Спустя день мы миновали Кривой Рог. Накануне Викер молча сунул мне полновесный кошель с деньгами. Я тоже не сказала ни слова, но из городка мы выезжали на двух крепких коняшках, с сумами, полными припасов. Каурку отдала недорого какому-то крестьянину, чей вид и манера обращения с животиной вызвали у меня доверие. На гнедом Викера был приторочен мешок, в котором спрятали его доспехи. Рукоять своего меча от умело оплел кожаным ремешком, скрывая чеканку и позолоту. Пришлось купить
— Куда они направляются? — спросила я его, когда мы покинули Кривой Рог. Я шла по следу, но понятия не имела, куда он меня приведет.

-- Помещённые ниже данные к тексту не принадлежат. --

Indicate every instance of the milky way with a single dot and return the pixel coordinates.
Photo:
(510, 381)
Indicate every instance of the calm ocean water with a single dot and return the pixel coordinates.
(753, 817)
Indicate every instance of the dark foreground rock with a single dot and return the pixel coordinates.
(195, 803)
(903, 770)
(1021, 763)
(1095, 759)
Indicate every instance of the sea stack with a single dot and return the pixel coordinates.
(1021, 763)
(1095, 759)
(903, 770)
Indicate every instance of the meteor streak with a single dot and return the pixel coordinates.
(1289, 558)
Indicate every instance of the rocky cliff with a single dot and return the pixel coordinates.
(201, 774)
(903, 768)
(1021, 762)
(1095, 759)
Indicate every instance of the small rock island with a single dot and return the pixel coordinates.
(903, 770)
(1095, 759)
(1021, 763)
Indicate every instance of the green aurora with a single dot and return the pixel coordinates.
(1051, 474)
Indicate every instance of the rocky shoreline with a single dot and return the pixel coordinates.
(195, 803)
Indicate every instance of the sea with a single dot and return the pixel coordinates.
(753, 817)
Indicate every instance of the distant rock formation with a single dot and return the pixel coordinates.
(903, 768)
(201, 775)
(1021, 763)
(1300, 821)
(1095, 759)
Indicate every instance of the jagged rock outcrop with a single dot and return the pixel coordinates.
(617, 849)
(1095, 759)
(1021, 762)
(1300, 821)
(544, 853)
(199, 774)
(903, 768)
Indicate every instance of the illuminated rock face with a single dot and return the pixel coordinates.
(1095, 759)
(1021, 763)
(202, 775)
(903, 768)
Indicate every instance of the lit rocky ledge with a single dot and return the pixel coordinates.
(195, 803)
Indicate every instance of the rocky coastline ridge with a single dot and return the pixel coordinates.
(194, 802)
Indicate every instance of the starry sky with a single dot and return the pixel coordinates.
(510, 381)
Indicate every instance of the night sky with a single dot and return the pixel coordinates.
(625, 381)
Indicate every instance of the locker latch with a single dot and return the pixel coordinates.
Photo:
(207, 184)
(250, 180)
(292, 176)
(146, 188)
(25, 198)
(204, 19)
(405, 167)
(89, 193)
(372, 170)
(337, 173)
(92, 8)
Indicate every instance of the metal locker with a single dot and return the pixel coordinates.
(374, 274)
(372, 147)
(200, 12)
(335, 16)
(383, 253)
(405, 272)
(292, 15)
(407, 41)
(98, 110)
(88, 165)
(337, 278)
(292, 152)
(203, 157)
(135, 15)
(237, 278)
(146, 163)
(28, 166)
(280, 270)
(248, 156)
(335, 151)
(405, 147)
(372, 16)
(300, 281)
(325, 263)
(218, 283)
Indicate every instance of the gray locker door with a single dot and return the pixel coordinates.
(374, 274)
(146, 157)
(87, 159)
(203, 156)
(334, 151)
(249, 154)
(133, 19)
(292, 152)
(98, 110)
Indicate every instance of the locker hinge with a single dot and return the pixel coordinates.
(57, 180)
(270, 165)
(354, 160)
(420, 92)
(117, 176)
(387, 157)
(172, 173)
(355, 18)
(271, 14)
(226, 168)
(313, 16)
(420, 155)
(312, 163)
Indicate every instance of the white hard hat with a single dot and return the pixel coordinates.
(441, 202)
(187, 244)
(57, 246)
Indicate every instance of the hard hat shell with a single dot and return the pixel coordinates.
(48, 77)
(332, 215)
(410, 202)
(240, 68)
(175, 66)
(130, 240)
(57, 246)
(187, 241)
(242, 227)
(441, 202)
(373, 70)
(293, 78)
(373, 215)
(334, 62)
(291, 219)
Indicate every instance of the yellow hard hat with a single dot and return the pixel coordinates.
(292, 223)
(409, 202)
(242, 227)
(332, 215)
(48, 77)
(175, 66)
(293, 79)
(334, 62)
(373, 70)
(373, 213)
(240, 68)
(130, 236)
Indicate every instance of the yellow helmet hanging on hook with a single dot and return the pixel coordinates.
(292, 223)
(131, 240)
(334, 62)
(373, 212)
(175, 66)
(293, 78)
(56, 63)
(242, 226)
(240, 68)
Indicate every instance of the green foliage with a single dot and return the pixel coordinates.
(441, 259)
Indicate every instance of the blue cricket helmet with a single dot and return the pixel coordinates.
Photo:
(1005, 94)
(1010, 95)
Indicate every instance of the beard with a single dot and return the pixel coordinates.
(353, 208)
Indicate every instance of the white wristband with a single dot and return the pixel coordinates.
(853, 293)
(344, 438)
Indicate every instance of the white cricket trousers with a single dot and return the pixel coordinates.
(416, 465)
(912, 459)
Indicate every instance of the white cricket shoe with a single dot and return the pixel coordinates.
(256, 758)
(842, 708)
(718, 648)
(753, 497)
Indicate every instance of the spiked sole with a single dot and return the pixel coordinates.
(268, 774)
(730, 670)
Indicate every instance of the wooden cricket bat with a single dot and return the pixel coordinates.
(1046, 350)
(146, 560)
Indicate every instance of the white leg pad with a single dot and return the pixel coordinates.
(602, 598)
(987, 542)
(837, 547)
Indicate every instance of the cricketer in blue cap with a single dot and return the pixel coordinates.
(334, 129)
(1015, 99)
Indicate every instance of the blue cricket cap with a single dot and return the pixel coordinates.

— В столицу. Нам было приказано возвращаться сразу после Фаэрверна, не заезжая в другие монастыри.
— Вы ехали из столицы? — изумилась я. — Я думала, вы из Костерн-Хилла.
Костерн-Хилл был центром земли, в которой стоял мой монастырь. Большой отряд если и мог откуда прибыть, так только оттуда.
Викер пожал плечами.
— Мы выполняли приказ.
— Вы его выполнили, — желчно поправила я, — с честью, успешно и быстро!
Он ничего не ответил.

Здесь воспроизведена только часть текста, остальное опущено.